Ecclestone usually asks potential business partners to sign confidentiality agreements.
A special case in the Eifel
The Nürburgring's specific financial woes stretch far beyond a seven- or eight-figure loss hosting an F1 race every other year.
Two years after declaring insolvency, and less than a year after the formerly state-owned circuit passed into private hands, the future of the circuit remains uncertain.

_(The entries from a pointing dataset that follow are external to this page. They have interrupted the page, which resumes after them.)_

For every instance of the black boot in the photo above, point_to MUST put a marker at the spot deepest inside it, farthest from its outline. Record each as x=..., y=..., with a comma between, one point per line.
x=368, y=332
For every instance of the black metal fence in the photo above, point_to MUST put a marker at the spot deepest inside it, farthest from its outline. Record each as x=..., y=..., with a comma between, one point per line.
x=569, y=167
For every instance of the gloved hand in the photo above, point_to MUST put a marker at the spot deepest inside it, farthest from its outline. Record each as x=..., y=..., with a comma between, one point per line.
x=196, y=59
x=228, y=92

Ultimately, a bold but catastrophic renovation plan pulled the track towards insolvency. The changes made prompted the EU to forbid the state government from supporting the private leaseholders operating the circuit. Brussels ruled that the new privately-run complex - now complete with hotels, shops, a promenade and rollercoaster - was no longer eligible for state subsidies, because it had begun directly competing with other businesses in the region.
This makes the mere mention of subsidies for an F1 race something of a taboo in the regional parliament in Mainz. State premier Malu Dreyer effectively inherited the problems, as longstanding regional leader Kurt Beck stepped down citing health reasons less than six months after the Nürburgring's insolvency.
But it was Dreyer's government which plumped for an unlikely Nürburgring buyer: auto racing parts company Capricorn with a head office not far north of the circuit in Düsseldorf. Her transport minister, Roger Lewentz, said at the time that it was important to keep the track within the industry, rather than sell to "a wealthy foreign investor." Six months after the sale, Russian entrepreneur Viktor Charitonin took a key stake in Capricorn.
"Yesterday, this Nürburgring belonged to us and the taxpayers, now it belongs to Russia," top regional Christian Democrat Julia Klöckner said in parliament in response, adding that this coincided with the EU imposing sanctions against Russia over the conflict in Ukraine.
Transport Minister Lewentz said in response that he hoped the friend of Roman Abramovich would not prove to be a "corporate raider," but urged parliament to give him a chance: "We hear that he's a real motorsport afficionado."
Dreyer, or potentially her successor, faces a re-election battle next year. Polls suggest it's likely to be the toughest electoral test for the Social Democrats since they claimed control of Rhineland-Palatinate from the Christian Democrats in 1991.